~~Unix/Linux Internals~~
::System Calls:: The kernel is the only program running in a special CPU mode called kernel mode, allowing full access to devices and the execution of privileged instructions.
User processes run in user mode. These processes have a separate stack and registers (memory space) from kernel mode processes. These processes must request privileged operations from the kernel via system calls.
System calls are the primary mechanism by which user-space programs interact with the Linux kernel. The execution of privileged instructions in user mode causes exceptions, which are then handled by the kernel.
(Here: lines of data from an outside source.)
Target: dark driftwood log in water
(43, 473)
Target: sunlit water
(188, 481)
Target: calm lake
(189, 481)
Popular system calls are open, read, write, close, wait, execve, fork, exit, and kill
System call process. Example using READ. Read wants to access a storage device to read some info and then transfer that info to its memory space: -main process passes its arguments to libc_read -libc_read loads the specific system call number (in this case __NR_read) into the cpu’s EAX register, as well as loads whatever other arguments (ie:what to read, the file descriptor of the file to read, etc) into other processor registers. -libc_read then throws a special software interrupt which triggers an exception, which the kernel picks up and handles -kernel code function system_call() is called, which has a look at the eax register to find out what system call to load -sys_read() is called, which then uses the file descriptor it was passed to check for locks, and looks up a file struct which has a pointer to the function to call in order to handle that file type. -sys_read() then does a read request to the device node driver function, which passes back information, and the process back up to userland is reversed
::VFS:: VFS works as an abstraction layer sitting between filesystems and system calls. By having this layer, a system call doesn’t need to know how to communicate with all these different filesystems (ext3, ufs, zfs, nfs, /proc, /dev), and instead only communicates to VFS. VFS then communicates to the file system.
::I/O Stack:: Application -> System Calls -> VFS -> File System -> Volume Manager -> Block Device Interface -> Target I/O Driver -> Host Bus Adapter Driver -> Disk Devices It’s also possible for the system call to skip straight to block device interface.
::Linux Signals:: SIGHUP(1) - hangup - users terminal is disconnected somehow. Some daemons are programmed to reload their config and log files rather than close when they get this signal. If a process does not catch this signal, the default action of the parent is to close the process. SIGINT(2) - interrupt - ctrl+c sends a sigint. SIGINT is nearly identical to SIGTERM. Ask the process to quit. SIGKILL(9) - kill - forceful termination. Memory stripped. Cannot be ignored SIGTERM(15) - Terminate. This asks the process to quit, go through its normal cleanup procedure SIGSTOP(17,19,23) - Stop the process (to resume later). Cannot be ignored. SIGSTP - Ask the process to stop temporarily.
SIGHUP by default exits a shell. An interactive shell will send a SIGHUP to all child jobs upon exit.
::Character vs Block Devices:: Character (aka raw) devices provide unbuffered, sequential access of any I/O size down to a single character, depending on the device. An example of this would be a keyboard or a serial port. Block devices perform I/O in units of blocks, which are typically 512bytes. Blocks can be accessed randomly based on their block offset (location), which begins at 0 at the start of the block device.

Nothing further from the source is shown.